When I was growing up, my favorite uncle had type II diabetes. I did not know exactly what this was but I knew he could not eat certain things (even pasta- something I have since learned that was not absolutely necessary) and that he was using a (scary in my eyes) device to monitor his blood sugar at home.
In my young brain, type 2 diabetes was something that happened to old people, prevented you from eating nice things like chocolate and had a strange name (diabetes in Greek also means a compass tool used for geometry).
However, I have learned a few things since: a) Type 2 diabetes is increasingly affecting children and younger adults (following a rise in youth obesity – 1 in 3 children is overweight or obese, see for example some recent data on Portuguese youth) b) There are things one can do to prevent it from happening and c) Diabetes has nothing to do with geometry.
Given the ongoing increase in diabetes prevalence (1 in 11 adults has diabetes) and the fact that about 90% of diabetes patients have type 2 diabetes, focusing on prevention of type 2 diabetes seems to be the way forward in order to bring this number down. The recently announced “sugar tax” that caused a lot of media attention represents such an effort.
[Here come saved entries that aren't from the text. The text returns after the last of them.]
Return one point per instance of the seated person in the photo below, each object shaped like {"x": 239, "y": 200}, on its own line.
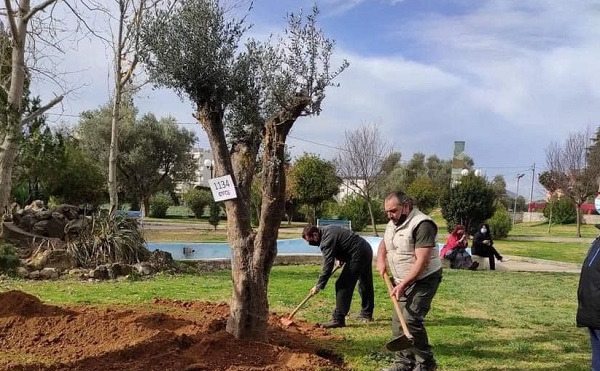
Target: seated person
{"x": 455, "y": 250}
{"x": 483, "y": 245}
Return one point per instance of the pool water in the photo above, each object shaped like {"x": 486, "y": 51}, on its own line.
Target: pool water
{"x": 221, "y": 250}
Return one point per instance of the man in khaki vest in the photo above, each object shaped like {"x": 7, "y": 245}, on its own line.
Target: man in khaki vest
{"x": 409, "y": 250}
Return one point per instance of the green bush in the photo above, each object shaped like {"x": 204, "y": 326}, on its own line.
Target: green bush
{"x": 354, "y": 208}
{"x": 197, "y": 200}
{"x": 560, "y": 211}
{"x": 500, "y": 223}
{"x": 9, "y": 261}
{"x": 159, "y": 204}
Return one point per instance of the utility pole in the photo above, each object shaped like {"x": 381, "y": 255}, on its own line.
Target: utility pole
{"x": 519, "y": 176}
{"x": 531, "y": 193}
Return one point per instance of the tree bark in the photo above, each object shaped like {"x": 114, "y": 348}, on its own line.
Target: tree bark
{"x": 253, "y": 254}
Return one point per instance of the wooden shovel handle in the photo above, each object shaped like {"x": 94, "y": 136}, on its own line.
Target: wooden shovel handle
{"x": 388, "y": 282}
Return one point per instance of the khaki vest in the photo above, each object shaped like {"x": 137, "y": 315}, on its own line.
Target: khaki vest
{"x": 400, "y": 247}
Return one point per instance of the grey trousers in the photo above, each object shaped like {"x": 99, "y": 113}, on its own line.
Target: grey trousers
{"x": 415, "y": 305}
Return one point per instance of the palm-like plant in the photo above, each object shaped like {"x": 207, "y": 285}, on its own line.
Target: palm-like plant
{"x": 109, "y": 239}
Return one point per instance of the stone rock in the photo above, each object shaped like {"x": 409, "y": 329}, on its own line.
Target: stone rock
{"x": 49, "y": 274}
{"x": 145, "y": 268}
{"x": 22, "y": 272}
{"x": 52, "y": 258}
{"x": 35, "y": 275}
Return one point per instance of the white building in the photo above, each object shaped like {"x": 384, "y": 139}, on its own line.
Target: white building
{"x": 203, "y": 172}
{"x": 349, "y": 188}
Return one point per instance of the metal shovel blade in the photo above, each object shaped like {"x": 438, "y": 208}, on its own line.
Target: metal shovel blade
{"x": 400, "y": 343}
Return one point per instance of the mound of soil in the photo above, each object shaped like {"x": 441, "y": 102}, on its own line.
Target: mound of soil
{"x": 167, "y": 335}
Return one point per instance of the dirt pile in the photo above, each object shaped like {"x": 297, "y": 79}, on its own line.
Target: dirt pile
{"x": 167, "y": 335}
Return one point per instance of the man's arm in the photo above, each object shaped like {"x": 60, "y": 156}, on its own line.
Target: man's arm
{"x": 425, "y": 243}
{"x": 381, "y": 258}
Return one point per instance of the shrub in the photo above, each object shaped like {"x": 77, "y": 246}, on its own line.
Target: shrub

I asked people on Social Media what they thought could be done. The few replies that I got seem to revolve around a main point: educate children and if possible do that at school!
Indeed, schools seem to be ideal places for diabetes prevention programmes. They could theoretically tackle two of the main diabetes risk factors: obesity and lack of physical activity via nutritional education, provision of healthy eating options and exercise programs.
In a report on how to deal with obesity prevention back in 2012, the Institute of Medicine (IOM) has described schools as focal points in dealing with obesity and a Cochrane Review from around the same time showed beneficial effects of child obesity prevention programmes.
This review suggests that a school curriculum that includes healthy eating, physical activity seem to be a promising strategy (amongst others). These and other initiatives are very nicely summed up in this Editorial from Lancet. If you are interested in such studies, keep an eye open for the next Cochrane Review on implementation of obesity prevention programs, as a protocol has been recently submitted.
This made me wonder whether there are countries where healthy eating curricula or policies are implemented in schools. I certainly do hope that things have at least changed a bit since the time I was a student: I cannot even think of one healthy food option offered in the school shop; there was zero nutritional education; and you could easily skip physical education classes.
In the UK for instance, there is some change observed in the food served in some British schools, partly thanks to TV Chef Jamie Oliver’s documentary series 10 years ago. I also wonder if/how such policies can be implemented taking into account more complicated factors such as educational inequalities that seem to affect diabetes-related mortality and low income contexts where there seems to be a rise in diabetes prevalence.
I would be interested to see what is being done in schools in other countries. Please share your experience! How can diabetes prevention interventions be implemented in schools? Are you aware of any creative interventions in your country? Or maybe you have some fun ideas yourself?
I think I will call my uncle today. As he was never overweight in his life maybe he has some other ideas of how his diabetes could (or perhaps could not) have been prevented. And as he is a language lover maybe he can explain to me why in Greek we use the same word for this disease and the compass tool.